Data from: Yield of temperate forage grassland species is either largely resistant or resilient to experimental summer drought

Due to climate change, an increasing frequency and severity of drought events are expected to impair grassland productivity, particularly of intensively managed temperate grasslands. To assess drought impacts, a common field experiment to manipulate precipitation was set up at three sites (two Swiss and one Irish) using monocultures and mixtures with two and four key forage species. Species differed in their functional traits: a shallow-rooted non-legume (Lolium perenne L.), a deep-rooted non-legume (Cichorium intybus L.), a shallow-rooted legume (Trifolium repens L.) and a deep-rooted legume (Trifolium pratense L.). A nine-week summer drought was simulated and soil water status and above-ground biomass yield were compared to a rainfed control. Based on soil water measurements, the drought induced severe stress at both Swiss sites and extreme stress at the Irish site. Under severe drought, the legumes were more drought-resistant and showed an average change in above-ground biomass (CAB, compared to rainfed control) of only -8% and -24% (for the two Swiss sites) while the non-legumes had an average CAB of -51% and -68%. However, under extreme drought, all species were substantially impaired, with an average CAB of -85%. During a six-week post-drought period with adequate water supply (Swiss sites), formerly drought-stressed species were highly resilient and attained (legumes) or clearly outperformed (non-legumes) the yield level of the rainfed controls. As a result, aggregated over the drought and the post-drought periods, a negative drought impact was largely absent. Significant overyielding by multi-species mixtures was evident under rainfed control (+38% predicted CAB across all sites, P < 0.05) and persisted under severe drought conditions (+50%, P < 0.05). This overyielding was so large that drought-stressed mixtures at least attained the same yield as the average of the rainfed monocultures. Yields of selected species of intensively managed temperate grasslands are either resistant to a single severe drought or are highly resilient as soon as soil moisture levels recover after the drought event. Combining species in mixtures can compensate for yield reductions caused by severe drought and it offers a practical management tool to adapt forage production to climate change.

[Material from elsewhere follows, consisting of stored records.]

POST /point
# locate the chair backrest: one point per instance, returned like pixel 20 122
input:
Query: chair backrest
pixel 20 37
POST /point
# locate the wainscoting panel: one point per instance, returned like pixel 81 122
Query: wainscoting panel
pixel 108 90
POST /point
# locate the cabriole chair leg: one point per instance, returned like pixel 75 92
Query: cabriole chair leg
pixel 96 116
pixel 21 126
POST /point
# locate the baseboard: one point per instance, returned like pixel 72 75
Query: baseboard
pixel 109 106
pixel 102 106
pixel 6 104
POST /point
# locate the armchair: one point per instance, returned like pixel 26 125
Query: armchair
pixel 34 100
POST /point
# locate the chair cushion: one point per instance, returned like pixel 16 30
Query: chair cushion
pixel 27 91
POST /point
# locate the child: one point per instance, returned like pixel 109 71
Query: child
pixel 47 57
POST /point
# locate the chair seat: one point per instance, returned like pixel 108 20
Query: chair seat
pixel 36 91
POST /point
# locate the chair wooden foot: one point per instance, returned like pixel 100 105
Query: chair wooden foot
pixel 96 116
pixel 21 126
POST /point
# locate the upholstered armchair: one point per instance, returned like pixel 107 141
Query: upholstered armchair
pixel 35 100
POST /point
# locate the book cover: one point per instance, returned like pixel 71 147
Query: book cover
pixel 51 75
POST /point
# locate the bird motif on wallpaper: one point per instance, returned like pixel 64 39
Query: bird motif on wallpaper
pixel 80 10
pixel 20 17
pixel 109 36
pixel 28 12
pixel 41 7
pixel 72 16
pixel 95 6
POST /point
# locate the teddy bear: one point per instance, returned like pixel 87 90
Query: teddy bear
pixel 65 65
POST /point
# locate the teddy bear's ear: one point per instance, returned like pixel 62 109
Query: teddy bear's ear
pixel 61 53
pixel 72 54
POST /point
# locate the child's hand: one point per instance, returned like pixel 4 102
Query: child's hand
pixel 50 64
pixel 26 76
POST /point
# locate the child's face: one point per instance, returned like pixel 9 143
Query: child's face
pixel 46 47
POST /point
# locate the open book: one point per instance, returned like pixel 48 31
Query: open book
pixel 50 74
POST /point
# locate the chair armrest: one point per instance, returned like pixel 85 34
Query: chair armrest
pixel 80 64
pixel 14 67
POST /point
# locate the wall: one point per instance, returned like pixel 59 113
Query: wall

受气候变化影响，干旱事件的发生频率与严重程度持续攀升，将对草地生产力造成损害，其中集约化管理的温带草原受影响尤为显著。 为评估干旱的影响，研究人员在3个试验站点（2个位于瑞士，1个位于爱尔兰）搭建了常见的降水调控田间试验，设置了单播种植以及包含2种、4种关键饲用物种的混播种植处理。供试物种的功能性状存在显著差异：浅根非豆科植物（多年生黑麦草Lolium perenne L.）、深根非豆科植物（菊苣Cichorium intybus L.）、浅根豆科植物（白三叶Trifolium repens L.）以及深根豆科植物（红三叶Trifolium pratense L.）。试验模拟了为期9周的夏季干旱，并将土壤水分状况与地上生物量产量与雨养对照组进行对比。 基于土壤水分监测数据，干旱胁迫在瑞士的2个站点达到重度胁迫水平，在爱尔兰站点则达到极端胁迫水平。在重度干旱条件下，豆科植物的耐旱性更强，瑞士两个站点的地上生物量变化量（CAB，以雨养对照组为参照）平均仅为-8%与-24%；而非豆科植物的平均CAB则分别为-51%与-68%。但在极端干旱条件下，所有物种均受到显著损害，平均CAB降至-85%。 在瑞士站点开展的为期6周的旱后供水充足恢复期内，先前遭受干旱胁迫的物种展现出极强的恢复力：豆科植物的产量恢复至与雨养对照组持平的水平，非豆科植物的产量甚至显著超过对照组。综合干旱期与恢复期来看，干旱的负面影响基本消失。 在雨养对照组中，多物种混播的显著超产效应清晰可见（所有站点的平均地上生物量变化量提升38%，P < 0.05），该效应在重度干旱条件下依然存在（平均提升50%，P < 0.05）。该超产效应幅度可观，使得受干旱胁迫的混播群落产量至少达到了雨养单播群落的平均水平。 集约化管理温带草原的供试物种，要么能够抵御单次重度干旱，要么可在干旱结束后土壤水分恢复时快速恢复产量。通过物种混播组合，可以弥补重度干旱导致的产量损失，为饲草生产适应气候变化提供了切实可行的管理手段。